PORTALE DELLA DIDATTICA

Ricerca CERCA
  KEYWORD

FPGA-based acceleration of Open Air Interface physical layer modules

keywords 5G PHYSICAL LAYER ACCELERATION, FPGA ACCELERATION, HIGH-LEVEL SYNTHESIS

Reference persons LUCIANO LAVAGNO

External reference persons Roberto Quasso, Telecom Italia Wireless Access Innovation, Torino

Research Groups High-Level Synthesis and FPGA acceleration

Thesis type SYSTEM PROTOTYPING

Description As more and more network functions are shifting from dedicated hardware to software virtualized functions, leveraging the availability of low-cost ICT equipment and tools, it becomes clear that the lower is the level of those functions the larger is the processing power required.

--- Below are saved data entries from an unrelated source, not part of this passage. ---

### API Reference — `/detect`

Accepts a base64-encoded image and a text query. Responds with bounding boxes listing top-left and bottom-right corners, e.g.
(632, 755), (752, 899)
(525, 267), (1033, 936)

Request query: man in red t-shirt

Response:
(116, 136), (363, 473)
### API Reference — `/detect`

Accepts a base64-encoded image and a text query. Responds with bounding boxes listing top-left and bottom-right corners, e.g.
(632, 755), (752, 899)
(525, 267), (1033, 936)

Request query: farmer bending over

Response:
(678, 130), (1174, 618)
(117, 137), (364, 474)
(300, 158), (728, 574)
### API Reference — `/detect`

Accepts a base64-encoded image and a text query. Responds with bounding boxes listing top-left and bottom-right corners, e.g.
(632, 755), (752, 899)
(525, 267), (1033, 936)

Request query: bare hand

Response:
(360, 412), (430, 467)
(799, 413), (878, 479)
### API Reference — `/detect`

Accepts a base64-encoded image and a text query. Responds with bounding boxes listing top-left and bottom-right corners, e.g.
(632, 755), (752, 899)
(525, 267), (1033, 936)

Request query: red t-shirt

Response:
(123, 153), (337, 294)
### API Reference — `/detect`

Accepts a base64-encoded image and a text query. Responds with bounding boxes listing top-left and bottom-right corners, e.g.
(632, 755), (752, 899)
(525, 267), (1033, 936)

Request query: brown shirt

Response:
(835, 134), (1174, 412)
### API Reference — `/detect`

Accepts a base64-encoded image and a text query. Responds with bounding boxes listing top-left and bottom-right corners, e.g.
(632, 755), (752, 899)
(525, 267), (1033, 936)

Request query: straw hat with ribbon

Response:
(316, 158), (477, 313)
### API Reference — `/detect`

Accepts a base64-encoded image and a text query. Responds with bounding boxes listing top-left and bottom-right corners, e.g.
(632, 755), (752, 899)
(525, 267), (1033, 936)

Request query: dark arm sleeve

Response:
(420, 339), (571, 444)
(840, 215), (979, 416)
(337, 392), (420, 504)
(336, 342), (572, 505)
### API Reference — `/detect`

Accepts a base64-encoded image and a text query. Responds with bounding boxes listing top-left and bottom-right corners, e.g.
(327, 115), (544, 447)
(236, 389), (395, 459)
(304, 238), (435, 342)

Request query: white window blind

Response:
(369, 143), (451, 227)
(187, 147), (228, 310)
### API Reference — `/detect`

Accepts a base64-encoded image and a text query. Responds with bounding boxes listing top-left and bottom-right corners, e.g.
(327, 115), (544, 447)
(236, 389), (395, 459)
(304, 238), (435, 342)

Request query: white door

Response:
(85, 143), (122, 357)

Software Defined Radio (SDR) applied to the lower layers of 5th generation mobile networks is an example of software virtualization reaching its limits in terms of feasibility and affordability.
Since processor speed is no longer increasing as it used to, a promising way to face this bottleneck (without resorting to an infeasible ASIC approach) is to offload the most demanding functions to an FPGA-based (Field programmable Gate Array) hardware accelerator closely coupled to the host CPU, similarly to what is done with GPU cards for high-end graphic or gaming applications.
OpenCL is a high-level programming language close to C/C++, that provides access to hardware accelerator devices and allows developers to control the synthesis process inferring parallel hardware functions from source code. Complete OpenCL software stacks are today available from Intel, to be used with their PCIe accelerator cards.
The thesis goal is the application of hardware acceleration to parts of Open Air interface Radio Access Network (OAI-RAN) platform, which is a C open source implementation of LTE/NR (5G) Radio Access Network (both base station and User Equipment). Specifically, the candidate will have to identify the physical layer modules which are compute-intensive, port them in OpenCL language and evaluate the performance against different hardware acceleration platforms (GPU and FPGA).